Igor Youriévitch Bogdanoff (; 29 August 1949 – 3 January 2022) and Grégoire "Grichka" Youriévitch Bogdanoff (; 29 August 1949 – 28 December 2021) were French twin television presenters, producers, and essayists who, from the 1970s on, presented various subjects in science fiction, popular science, and cosmology. They were involved in a number of controversies, most notably the Bogdanov affair, which brought to light the fact that the brothers had written nonsensical advanced physics papers that were nonetheless published in reputable scientific journals.

Early years 

Igor and Grichka Bogdanoff were identical twin brothers born to Maria "Maya" Dolores Franzyska Kolowrat-Krakowská (1926–1982), of Bohemian and Polish descent, and Yuri Mikhaïlovitch Bogdanoff (1928–2012), an itinerant Russian farm worker, later a painter. 

Igor was born 40 minutes before Grichka. They had no connection to, or involvement with, their father's family, and were raised by their maternal grandmother, Countess Bertha Kolowrat-Krakowská (1890–1982), in her castle in southern France. 
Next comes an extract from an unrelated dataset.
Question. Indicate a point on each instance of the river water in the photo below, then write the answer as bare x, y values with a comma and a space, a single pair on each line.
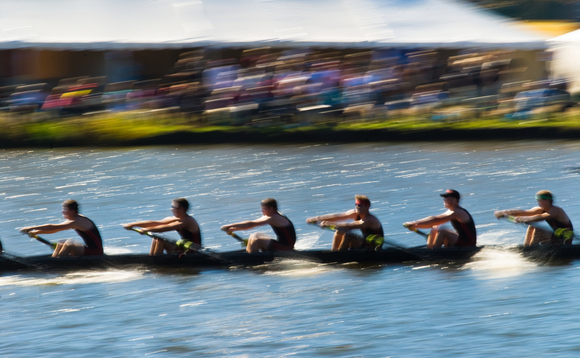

Bertha Kolowrat-Krakowská belonged to the noble Kolowrat family of Bohemia and was married to Count Hieronymus Colloredo-Mannsfeld (1870–1942), a member of the Austrian princely house of Colloredo-Mannsfeld. Her pregnancy by African-American tenor Roland Hayes caused her to forfeit access to her four elder children, to her palatial homes in Berlin and Prague, and also her reputation in European society. She tried to sustain her episodic relationship with Hayes after her divorce and his return to the United States, but declined his offer to legally adopt and raise their daughter, Maria, who became Igor and Grichka's mother.

Although the Bogdanoff twins claimed to be descended paternally from a noble Muslim Tatar family traceable to the beginning of the 17th century (originally from Penza, one of whose mirzas converted to Orthodox Christianity, and was rewarded with the title of prince by a decree from Tsar Feodor III; the mirza did not exercise this right, and the title of "Prince Bogdanoff" was lost by the end of the 19th century), there is scant evidence for that. Genealogist William Addams Reitwiesner observed: "The Bogdanov twins claim that their father was a member of a princely Russian family. Other than a statement by Dr. Stanislaus Dumin (included in a message posted by the twins on 7 January 2005 to the alt.talk.royalty Usenet newsgroup), there isn't much evidence to support this claim." Journalist and documentary filmmaker Maud Guillaumin, author of Le mystère Bogdanoff (L'Archipel, 2019), comprehensively examined the twins' account, noting it to comprise "approximations  and historical inaccuracies"; she found that Yuri Bogdanoff had gone to Spain as a young man, and, unable to return to the USSR as he would have been considered a spy and imprisoned, went to France and began "a life of wandering from farm to Pyrenean farm" before, in 1948 aged 21, arriving at the castle of his future mother-in-law, "renowned in the Gers for employing Slavs". Guillaumin noted that "the twins totally deny this sad odyssey. They explain that they have found proof that their father was the descendant of a prince, the right arm of Tsar Peter the Great", that "according to them, Youra was a young artist [...] he would have followed 'a solid training as a painter as a free auditor at the Beaux-Arts'", and that "it was there, according to the twins, who love romance, that a "famous writer" met in Paris would have introduced Youra to their grandmother". Guillaumin's interview with the Bogdanoff twins' godmother, Monique David, contradicted their romantic account, and established that the twins' mother, Maya, was pregnant with them at the time of her marriage to Yuri Bogdanoff, whom the countess considered an unworthy match for her daughter. She "chased him away", leading him to be absent from his sons' lives until they were ten years old, and subsequently divorced from Maya.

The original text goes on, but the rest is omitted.